Kazuna Taguchi’s picture of a young woman copying a Velásquez also references the old masters. The photographers in the show, Kazuna Taguchi and Elizabeth Lennard, apply painterly gestures to their prints. Taguchi often adds a step of brushwork, seen in The eyes of Eurydice #23 near the torn edges on the image of an eye, which she then re-photographs. Lennard’s Gérard in a Shell is from her 1970s series Hommes-objets during which she photographed men posing like classical statuary and then delicately hand-tinted the images. Saturated with digitally combined gouache hues of green, magenta, and gold, the Femmes de Pierre series revives monuments to actresses and writers in Parisian gardens.

Sculpting in clay, Soshiro Matsubara and Grant Falardeau share an admiration for aged and textured materials. Falardeau’s busts and figures carry faint suggestions of their faces, as if eroded by time. Gracefully propped up by wood and ceramic supports, Matsubara’s figures call attention to their own mortality.
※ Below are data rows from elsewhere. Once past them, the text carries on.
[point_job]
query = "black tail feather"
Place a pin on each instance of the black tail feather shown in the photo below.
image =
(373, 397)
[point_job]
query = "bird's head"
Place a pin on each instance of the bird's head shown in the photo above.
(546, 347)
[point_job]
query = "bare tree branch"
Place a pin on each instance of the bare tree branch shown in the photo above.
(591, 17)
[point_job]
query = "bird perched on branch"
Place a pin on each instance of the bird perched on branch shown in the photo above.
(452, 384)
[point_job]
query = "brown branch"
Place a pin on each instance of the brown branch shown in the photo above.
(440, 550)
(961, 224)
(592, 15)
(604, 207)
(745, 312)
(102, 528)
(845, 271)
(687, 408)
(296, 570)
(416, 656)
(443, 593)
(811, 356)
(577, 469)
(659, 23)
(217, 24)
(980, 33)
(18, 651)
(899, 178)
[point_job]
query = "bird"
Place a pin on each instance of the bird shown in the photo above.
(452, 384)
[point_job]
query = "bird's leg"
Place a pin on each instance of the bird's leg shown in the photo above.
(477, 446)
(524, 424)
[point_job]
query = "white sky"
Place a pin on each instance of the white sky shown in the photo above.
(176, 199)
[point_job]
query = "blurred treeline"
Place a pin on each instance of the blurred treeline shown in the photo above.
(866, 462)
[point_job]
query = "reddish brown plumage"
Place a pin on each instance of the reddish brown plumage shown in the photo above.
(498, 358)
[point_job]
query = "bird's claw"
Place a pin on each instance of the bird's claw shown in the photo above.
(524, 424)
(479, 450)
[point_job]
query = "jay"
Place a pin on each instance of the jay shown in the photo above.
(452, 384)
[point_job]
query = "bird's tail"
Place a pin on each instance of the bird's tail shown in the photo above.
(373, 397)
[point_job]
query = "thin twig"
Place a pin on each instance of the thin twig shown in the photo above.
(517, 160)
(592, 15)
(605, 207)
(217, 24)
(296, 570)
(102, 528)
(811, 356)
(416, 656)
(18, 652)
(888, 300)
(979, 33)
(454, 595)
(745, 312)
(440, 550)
Alexandra Noel, Josefine Reisch, and Alan Reid’s enigmatic works borrow the directness of diagrams and signage but evade quick legibility. Reisch re-assembles objects such as fashion accessories and picture frames into images that consider how taste circulates. Noel includes two paintings on stones with patterns similar to her precisely painted gradients. Reid’s pieces combine eras of type, textile, and ornament like a reference book for style. His painting spells out the heart of the show: E-R-O-S.